Apple rocks Q2 as Cook hints on settling patent disputes and no to hybrid
Apple reported stellar financial report for Q2 2012, reporting a net profit of $6 billion. Combined revenue for iPad and iPhone sales is at $29.2 billion, marking the majority of their total $39.2 billion revenue.
Apple sold 11.8 million iPads this quarter, a 151% increase compared to the same quarter last year.
“The new iPad is on fire. We are selling them as fast as we can make them,” Apple Senior Vice President and Chief Financial Officer Peter Oppenheimer said in an earnings call on Tuesday.
After the earnings call, Apple CEO Tim Cook answered some questions regarding whether they’re planning on joining the band of tablet-laptop hybrid makers and addressing patent lawsuits.
Cook stated that they will not be making an iPad-Mac hybrid, as he believes this would compromise both devices. They always want users to experience the best of their products. He also stated that joining two products doesn’t necessarily make it the best product, or a product that consumers would want to buy or use.
“Anything can be forced to converge,” Cook stated. ”But the problem is that products are about trade-offs, and you begin to make trade-offs to the point where what you have left at the end of the day doesn’t please anyone. You can converge a toaster and a refrigerator, but those things are probably not going to be pleasing to the user. We’re not going to that party… others might from a defensive point of view.”
As for the patent lawsuits, he would be appearing with Samsung CEO Gee-Sung Choi in the court ordered conference in the hopes of settling their patent dispute, instead of pushing for a full-on trial. It looks like there might be hope for a settlement as Cook stated he hates litigations and would opt for settlements if possible.
“I’ve always hated litigation, and I continue to hate it,” Cook said. ”We just want people to invent their own stuff. If we could get into some kind of arrangement where we could be assured that’s the case and a fair settlement of the stuff that’s occurred, I would highly prefer to settle versus battle.”
Ericsson reports strong Q1
Ericsson, the biggest maker of mobile network equipment, reported a profit increase of 8.8 billion kronor, or $1.3 billion, from 4.1 billion kronor last year. The increase in earnings is attributed to the 7.7 billion kronor they earned when they sold 50% of their stake in Sony Ericsson to Sony.
But the company also suffered some setbacks as sales fell 4% to 51 billion kronor from 53 billion kronor last year, as demand for network equipment using code division multiple access, or CDMA, declined. Sales of network equipment, which made up 54% of Ericsson’s total sales, fell by 18% to 27.3 billion kronor from 33.2 billion kronor a year earlier. But sales of outsourcing and network management services and software solutions, which made up 46% of sales, rose by 20%, to 23.6 billion kronor from 19.7 billion kronor.
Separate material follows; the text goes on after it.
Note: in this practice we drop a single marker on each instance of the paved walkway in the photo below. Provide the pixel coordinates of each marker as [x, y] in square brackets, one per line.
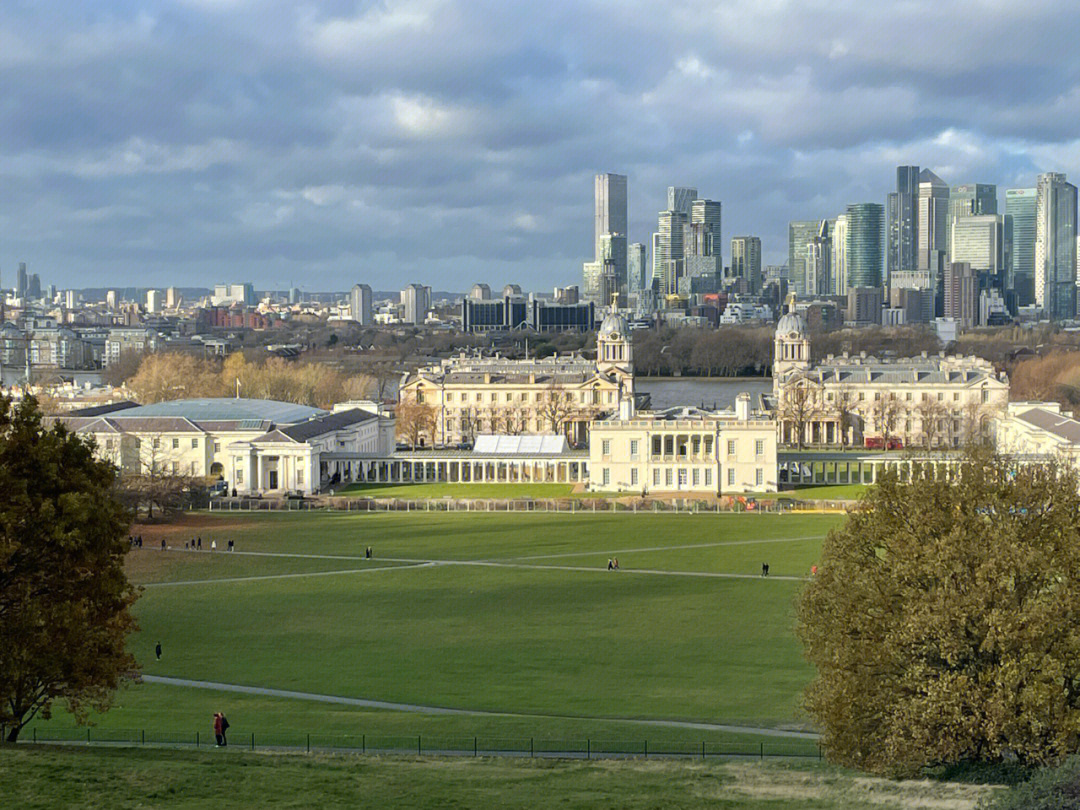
[419, 709]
Motorola wins ITC ruling in case against Microsoft
Motorola Mobility Holdings Inc. won a U.S. International Trade Commission judge’s ruling that bolsters its chances of blocking imports of Microsoft’s Xbox gaming system from entering the U.S.
ITC Judge David Shaw stated that Microsoft violated four of five Motorola patents. This ruling could lead to MoMo blocking imports of Microsoft’s Xbox to the US. The ruling is still not final as Shaw’s findings are subject to be reviewed by the six-member commission, which has the power to ban imports that infringe U.S. patents.
“Microsoft continues to infringe Motorola Mobility’s patent portfolio, and we remain confident in our position,” said Becki Leonard, a spokeswoman for Motorola Mobility, in an e-mailed statement. “This case was filed in response to Microsoft’s litigate-first patent attack strategy, and we look forward to the full commission’s ruling in August.”
Huawei to make chips
Huawei Technologies, a Chinese handset maker, is looking into making and selling their own mobile chips to keep up with the competitive market.
“In the future, whether it be mobile broadband devices, tablets, or smartphones, Huawei will be able to provide its own core chip solution,” said Huawei executive vice president Eric Xu. “If we cannot make money from smartphones, we can still make money from the chipset offerings. If we can make money from every smartphone chip, then it will be substantial.”